One of his Lead’s boots scraped against a river stone. He put his other arm through the rawhide loop.

“The word of God comes through the Church. If the Church were wrong, God would smite the Church and find a new hand to do his will,” Lead said.

Terence laughed. “By God! The great contradiction, if the Church is wrong, then God would fix the Church, yeah? But what about free will? God granted us free will; or rather we took free will when we ate from the Tree of Knowledge.”

“How does that fit?” Lead asked.

“Let me ask you, does Jesus sit on God’s right hand?” Terence asked.

“Yes.” Lead replied.

“And what does he do there?” Terence asked.

“He judges the quick and the dead.” Lead said.

“So Jesus, our Lord, judges us when we die, he looks back upon our lives and determines if we are worthy of the glorious afterlife, correct?”

“Yes.”

“But, according to the Church, if a person does wrong, the Lord will intervene through the Church, right?”

“Yes.” Lead replied.

Lead looked away from Terence, back to the canyon walls.

“So we’ve established that God and Jesus judge us for our actions and we’ve established that God interferes with our actions through the Church if we do wrong. So let me ask you, Preacher, why does Jesus judge the quick and the dead if he and his father step in and alter the bad behavior of man?”

“I don’t understand,” Lead said.

“If the Church is right in correcting our actions through the will of God, then why do God and Jesus still judge us in the afterlife? If we are properly controlled and checked by our Lord through the Church, then entrance into heaven should be assured without judgment, right?”

Lead was silent.

“The way I see it, they both can’t be right. Bible says you’ll be judged in the afterlife based on what you do in this life. The Church says its actions are right because God sanctions them and if God didn’t he’d smite them dead. But if God corrected every little wrong we committed in this life, he and his son would have nothing to judge later on.”

Lead looked back to Terence, the old man’s argument made his fearful.

“The Book says the Anti-Christ will speak of blasphemes,” Lead said.

“The Book says a lot of things, but if I were the Anti-Christ I sure as hell wouldn’t be strapped to a log floating down the Colorado fearing the bullet of a man who may or may not be tracking us down this river.” Terence shifted to get a better hold of his knapsack. “Believe me or don’t. Just consider my words, Preacher.”

Lead was silent again. The men continued floating past the remains of homes and the remnants of civilized life.

Lead woke to the stars and navy blue of the early evening sky. Terence was hauling them up a gravel shore. In the distance the winds of the Storm Border whipped trees and cracked stones over boulders.

“Stay put,” Terence said. He untied his knapsack and disappeared into the brush.

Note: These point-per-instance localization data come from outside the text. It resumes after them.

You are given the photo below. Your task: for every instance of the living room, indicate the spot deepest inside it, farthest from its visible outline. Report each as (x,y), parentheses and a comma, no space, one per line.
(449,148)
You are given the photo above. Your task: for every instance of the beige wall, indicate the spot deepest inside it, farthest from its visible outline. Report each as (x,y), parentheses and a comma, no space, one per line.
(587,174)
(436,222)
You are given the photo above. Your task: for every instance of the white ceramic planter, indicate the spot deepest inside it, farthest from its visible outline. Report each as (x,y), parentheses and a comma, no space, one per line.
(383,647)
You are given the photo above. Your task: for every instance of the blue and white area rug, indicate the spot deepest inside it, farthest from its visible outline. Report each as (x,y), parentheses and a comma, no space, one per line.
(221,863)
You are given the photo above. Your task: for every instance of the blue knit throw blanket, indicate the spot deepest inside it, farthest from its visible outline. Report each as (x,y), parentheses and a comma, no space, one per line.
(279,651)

Lead lay on his back. He ran his hands over river stones. The waters had cooled his fever. His body was still strange and unbalanced, but the fear that he would die was gone. Lead smiled at the stars. He would live. He would continue on. The sky’s light ebbed and locusts chirped their songs from the brush. Lead lay still. The river stones and his drenched coat soothed his fevered skin. The locusts filled night with their alien callings.

Lead woke on a bed that shifted and rolled with his weight. His eyes scanned a room of white-washed walls and boarded-up windows. Cotton sheets scratched his skin. A lanky, gray-haired stranger stared at him from across the room. His were eyes hidden behind reflective lenses.

“Hi, uh, good morning,” the man said nervously, shifting his weight from one foot to the other.

The man’s glasses sagged slightly on his face. The frames were squared off and wound with adhesive tape.